Grande parte da mentalidade empresarial — sobretudo anglo-saxónica — está enraizada num modelo de competição perfeita: mais eficiência, mais corte de custos, mais concorrência, mais pressão para o preço mais baixo.

Este modelo não valoriza o estranho. Valoriza a normalização.
Procura escala, não nuance.
Procura replicar, não reinventar.
Procura "compliance", não surpresa.

Resultado?
Quando aparece uma arbitrage - uma diferença de valor percebido - quem a aproveita não é a multinacional nem o governo, mas o pequeno agente periférico que tem a coragem (ou a liberdade) de ver o que os outros ignoram.

É ingénuo esperar que a inovação venha de quem precisa de justificar todas as suas decisões com base num modelo estável e previsível. O funcionário público, o gestor de grande empresa, o auditor de gabinete - todos são formatados para manter a coerência, não para detectar o estranho.

Quem vê o estranho como "bug" nunca o vai aproveitar como "feature". A arbitrage exige curiosidade.
Exige desconfiar dos consensos.
Exige sistemas de gestão que permitam olhar para uma não conformidade e dizer:
- "Não vamos só corrigir. Vamos explorar."
- "Isto pode ser o princípio de uma ideia nova, não o fim de um desvio."
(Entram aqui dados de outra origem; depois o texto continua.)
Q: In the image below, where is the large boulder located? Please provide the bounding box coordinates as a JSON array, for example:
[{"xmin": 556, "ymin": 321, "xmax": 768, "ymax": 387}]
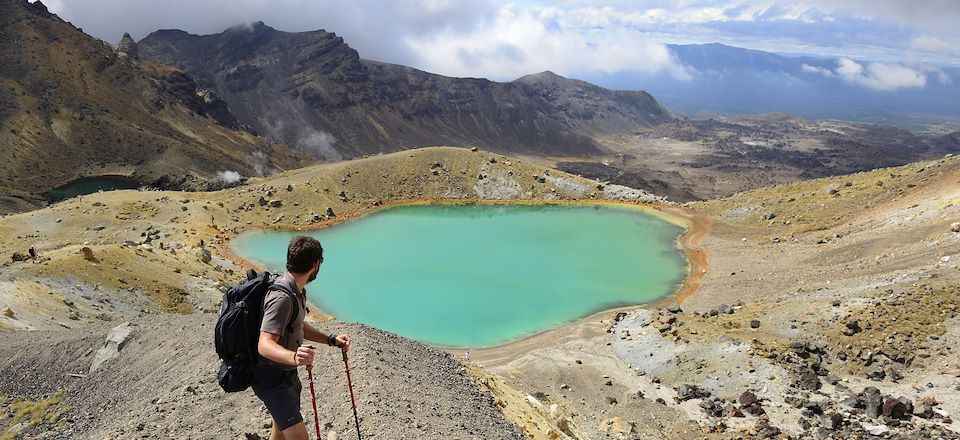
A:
[
  {"xmin": 80, "ymin": 246, "xmax": 96, "ymax": 261},
  {"xmin": 882, "ymin": 397, "xmax": 910, "ymax": 419},
  {"xmin": 676, "ymin": 384, "xmax": 709, "ymax": 401},
  {"xmin": 863, "ymin": 387, "xmax": 883, "ymax": 419},
  {"xmin": 90, "ymin": 322, "xmax": 134, "ymax": 373},
  {"xmin": 797, "ymin": 370, "xmax": 821, "ymax": 391},
  {"xmin": 196, "ymin": 247, "xmax": 212, "ymax": 264}
]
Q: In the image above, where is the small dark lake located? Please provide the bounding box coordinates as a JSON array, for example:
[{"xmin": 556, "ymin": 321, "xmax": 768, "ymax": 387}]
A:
[{"xmin": 44, "ymin": 176, "xmax": 142, "ymax": 202}]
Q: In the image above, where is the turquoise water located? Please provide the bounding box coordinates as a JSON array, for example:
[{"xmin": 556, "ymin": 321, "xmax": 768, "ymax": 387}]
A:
[
  {"xmin": 44, "ymin": 176, "xmax": 141, "ymax": 202},
  {"xmin": 231, "ymin": 204, "xmax": 687, "ymax": 348}
]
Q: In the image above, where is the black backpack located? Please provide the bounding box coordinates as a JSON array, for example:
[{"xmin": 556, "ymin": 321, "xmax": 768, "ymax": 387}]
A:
[{"xmin": 215, "ymin": 269, "xmax": 299, "ymax": 392}]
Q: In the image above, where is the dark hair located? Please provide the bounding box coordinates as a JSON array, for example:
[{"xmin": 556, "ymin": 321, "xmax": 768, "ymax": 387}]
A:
[{"xmin": 286, "ymin": 236, "xmax": 323, "ymax": 273}]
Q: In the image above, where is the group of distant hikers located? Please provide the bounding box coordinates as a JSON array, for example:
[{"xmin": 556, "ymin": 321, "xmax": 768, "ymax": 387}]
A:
[{"xmin": 216, "ymin": 236, "xmax": 352, "ymax": 440}]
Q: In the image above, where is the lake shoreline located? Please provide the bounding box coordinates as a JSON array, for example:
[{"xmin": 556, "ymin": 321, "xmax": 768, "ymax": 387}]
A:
[{"xmin": 221, "ymin": 197, "xmax": 710, "ymax": 350}]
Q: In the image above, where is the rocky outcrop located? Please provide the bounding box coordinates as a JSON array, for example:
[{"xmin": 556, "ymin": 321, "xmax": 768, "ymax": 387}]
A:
[
  {"xmin": 157, "ymin": 70, "xmax": 241, "ymax": 129},
  {"xmin": 115, "ymin": 32, "xmax": 139, "ymax": 59},
  {"xmin": 89, "ymin": 322, "xmax": 133, "ymax": 373}
]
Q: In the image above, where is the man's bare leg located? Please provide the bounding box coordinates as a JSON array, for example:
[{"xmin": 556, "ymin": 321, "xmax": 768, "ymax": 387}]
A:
[
  {"xmin": 270, "ymin": 421, "xmax": 309, "ymax": 440},
  {"xmin": 269, "ymin": 422, "xmax": 284, "ymax": 440}
]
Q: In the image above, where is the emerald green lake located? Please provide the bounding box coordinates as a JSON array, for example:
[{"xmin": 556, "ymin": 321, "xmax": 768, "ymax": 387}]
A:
[{"xmin": 231, "ymin": 204, "xmax": 687, "ymax": 348}]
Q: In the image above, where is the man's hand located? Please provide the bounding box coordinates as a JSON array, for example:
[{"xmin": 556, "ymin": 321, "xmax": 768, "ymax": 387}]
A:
[
  {"xmin": 295, "ymin": 345, "xmax": 316, "ymax": 366},
  {"xmin": 336, "ymin": 334, "xmax": 351, "ymax": 351}
]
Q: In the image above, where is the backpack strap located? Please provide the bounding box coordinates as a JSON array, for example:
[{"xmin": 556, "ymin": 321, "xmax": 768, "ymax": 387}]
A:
[{"xmin": 268, "ymin": 282, "xmax": 300, "ymax": 336}]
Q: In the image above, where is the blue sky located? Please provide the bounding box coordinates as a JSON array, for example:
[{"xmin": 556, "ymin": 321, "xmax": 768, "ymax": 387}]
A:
[{"xmin": 44, "ymin": 0, "xmax": 959, "ymax": 82}]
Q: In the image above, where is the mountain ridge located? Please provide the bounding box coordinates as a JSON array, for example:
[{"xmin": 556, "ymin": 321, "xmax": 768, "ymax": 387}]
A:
[{"xmin": 137, "ymin": 22, "xmax": 675, "ymax": 159}]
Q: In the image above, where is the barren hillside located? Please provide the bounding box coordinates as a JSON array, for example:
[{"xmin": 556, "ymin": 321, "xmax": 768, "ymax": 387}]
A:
[{"xmin": 0, "ymin": 0, "xmax": 309, "ymax": 213}]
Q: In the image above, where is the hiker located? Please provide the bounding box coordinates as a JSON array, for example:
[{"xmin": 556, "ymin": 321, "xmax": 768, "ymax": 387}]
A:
[
  {"xmin": 254, "ymin": 236, "xmax": 350, "ymax": 440},
  {"xmin": 27, "ymin": 246, "xmax": 37, "ymax": 263}
]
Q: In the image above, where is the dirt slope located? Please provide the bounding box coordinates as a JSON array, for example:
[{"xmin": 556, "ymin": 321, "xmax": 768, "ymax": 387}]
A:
[{"xmin": 0, "ymin": 315, "xmax": 524, "ymax": 439}]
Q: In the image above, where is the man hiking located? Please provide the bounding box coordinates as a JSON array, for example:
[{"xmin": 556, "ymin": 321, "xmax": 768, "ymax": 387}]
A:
[{"xmin": 254, "ymin": 235, "xmax": 350, "ymax": 440}]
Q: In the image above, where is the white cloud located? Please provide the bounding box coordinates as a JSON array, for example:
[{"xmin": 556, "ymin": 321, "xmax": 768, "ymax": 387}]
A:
[
  {"xmin": 917, "ymin": 64, "xmax": 953, "ymax": 85},
  {"xmin": 834, "ymin": 58, "xmax": 927, "ymax": 91},
  {"xmin": 805, "ymin": 0, "xmax": 960, "ymax": 32},
  {"xmin": 911, "ymin": 35, "xmax": 952, "ymax": 53},
  {"xmin": 801, "ymin": 63, "xmax": 833, "ymax": 77},
  {"xmin": 803, "ymin": 58, "xmax": 947, "ymax": 90},
  {"xmin": 406, "ymin": 5, "xmax": 693, "ymax": 81}
]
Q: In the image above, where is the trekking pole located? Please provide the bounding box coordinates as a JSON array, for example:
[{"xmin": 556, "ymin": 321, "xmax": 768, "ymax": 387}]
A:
[
  {"xmin": 305, "ymin": 352, "xmax": 322, "ymax": 439},
  {"xmin": 342, "ymin": 347, "xmax": 362, "ymax": 440}
]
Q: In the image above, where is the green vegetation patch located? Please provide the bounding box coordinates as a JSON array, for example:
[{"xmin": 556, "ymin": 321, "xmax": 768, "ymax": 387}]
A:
[
  {"xmin": 0, "ymin": 390, "xmax": 70, "ymax": 439},
  {"xmin": 153, "ymin": 286, "xmax": 194, "ymax": 314},
  {"xmin": 116, "ymin": 201, "xmax": 158, "ymax": 220}
]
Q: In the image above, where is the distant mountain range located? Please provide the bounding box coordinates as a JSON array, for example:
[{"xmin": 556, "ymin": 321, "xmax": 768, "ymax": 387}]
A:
[
  {"xmin": 137, "ymin": 22, "xmax": 675, "ymax": 160},
  {"xmin": 1, "ymin": 4, "xmax": 676, "ymax": 212},
  {"xmin": 3, "ymin": 1, "xmax": 958, "ymax": 213},
  {"xmin": 581, "ymin": 43, "xmax": 960, "ymax": 131}
]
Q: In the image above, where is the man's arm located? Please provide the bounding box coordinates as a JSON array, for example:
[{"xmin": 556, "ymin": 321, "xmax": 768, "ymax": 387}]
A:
[
  {"xmin": 258, "ymin": 332, "xmax": 314, "ymax": 366},
  {"xmin": 302, "ymin": 324, "xmax": 328, "ymax": 345},
  {"xmin": 304, "ymin": 323, "xmax": 352, "ymax": 351}
]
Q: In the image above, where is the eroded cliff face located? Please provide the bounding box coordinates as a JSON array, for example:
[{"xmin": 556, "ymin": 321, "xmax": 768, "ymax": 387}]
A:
[{"xmin": 138, "ymin": 22, "xmax": 675, "ymax": 159}]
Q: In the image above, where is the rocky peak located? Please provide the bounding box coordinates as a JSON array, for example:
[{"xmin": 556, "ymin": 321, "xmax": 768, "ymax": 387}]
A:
[
  {"xmin": 516, "ymin": 70, "xmax": 563, "ymax": 82},
  {"xmin": 225, "ymin": 20, "xmax": 274, "ymax": 34},
  {"xmin": 116, "ymin": 32, "xmax": 139, "ymax": 59},
  {"xmin": 10, "ymin": 0, "xmax": 62, "ymax": 22},
  {"xmin": 512, "ymin": 70, "xmax": 601, "ymax": 95},
  {"xmin": 20, "ymin": 0, "xmax": 50, "ymax": 14}
]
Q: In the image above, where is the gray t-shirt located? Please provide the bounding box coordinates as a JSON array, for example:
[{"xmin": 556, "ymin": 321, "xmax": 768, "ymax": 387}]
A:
[{"xmin": 260, "ymin": 272, "xmax": 306, "ymax": 369}]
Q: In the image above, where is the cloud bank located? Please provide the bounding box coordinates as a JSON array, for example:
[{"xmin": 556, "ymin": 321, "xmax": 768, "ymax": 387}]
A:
[
  {"xmin": 40, "ymin": 0, "xmax": 960, "ymax": 84},
  {"xmin": 803, "ymin": 59, "xmax": 949, "ymax": 91},
  {"xmin": 407, "ymin": 6, "xmax": 692, "ymax": 80}
]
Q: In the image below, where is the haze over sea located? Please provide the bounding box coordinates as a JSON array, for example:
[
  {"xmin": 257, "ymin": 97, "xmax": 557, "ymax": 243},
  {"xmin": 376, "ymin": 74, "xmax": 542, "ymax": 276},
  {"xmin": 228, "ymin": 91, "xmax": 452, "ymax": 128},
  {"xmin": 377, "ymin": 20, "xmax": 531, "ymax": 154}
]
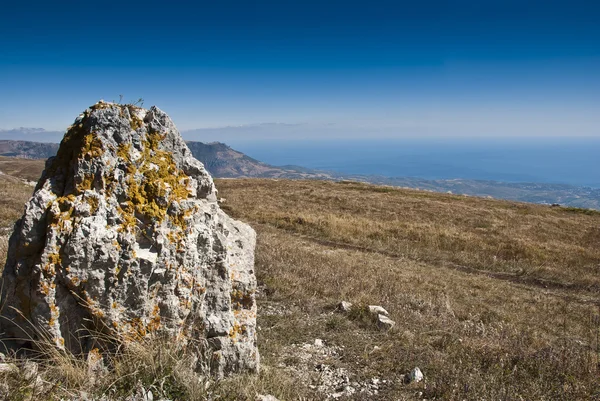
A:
[{"xmin": 229, "ymin": 137, "xmax": 600, "ymax": 189}]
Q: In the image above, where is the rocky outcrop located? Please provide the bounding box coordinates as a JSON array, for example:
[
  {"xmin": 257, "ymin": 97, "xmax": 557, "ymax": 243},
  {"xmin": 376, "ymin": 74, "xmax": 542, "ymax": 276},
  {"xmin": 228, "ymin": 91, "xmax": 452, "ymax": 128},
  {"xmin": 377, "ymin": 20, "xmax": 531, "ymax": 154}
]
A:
[{"xmin": 0, "ymin": 101, "xmax": 259, "ymax": 377}]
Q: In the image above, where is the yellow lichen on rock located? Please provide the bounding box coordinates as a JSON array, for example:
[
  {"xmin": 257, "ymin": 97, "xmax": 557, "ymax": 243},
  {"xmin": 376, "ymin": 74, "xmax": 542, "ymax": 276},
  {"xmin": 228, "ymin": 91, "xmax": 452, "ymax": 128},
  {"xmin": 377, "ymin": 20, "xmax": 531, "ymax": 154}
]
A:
[
  {"xmin": 229, "ymin": 322, "xmax": 247, "ymax": 340},
  {"xmin": 115, "ymin": 125, "xmax": 192, "ymax": 230},
  {"xmin": 77, "ymin": 173, "xmax": 95, "ymax": 193},
  {"xmin": 117, "ymin": 142, "xmax": 131, "ymax": 160},
  {"xmin": 231, "ymin": 288, "xmax": 255, "ymax": 310},
  {"xmin": 87, "ymin": 196, "xmax": 100, "ymax": 214},
  {"xmin": 81, "ymin": 133, "xmax": 104, "ymax": 160},
  {"xmin": 147, "ymin": 304, "xmax": 161, "ymax": 332},
  {"xmin": 129, "ymin": 107, "xmax": 143, "ymax": 130}
]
Um sistema de gestão da qualidade eficaz não serve para garantir previsibilidade.
Serve para garantir aprendizagem rápida e acção inteligente.
O estranho, o inesperado, o fora do plano — tudo isso pode ser ruído.

Mas pode também ser ouro.

Depende de quem olha.
Depende de que cultura se tem.

Depende de se estás a usar a ISO 9001 como escudo contra a realidade - ou como lente para vê-la melhor.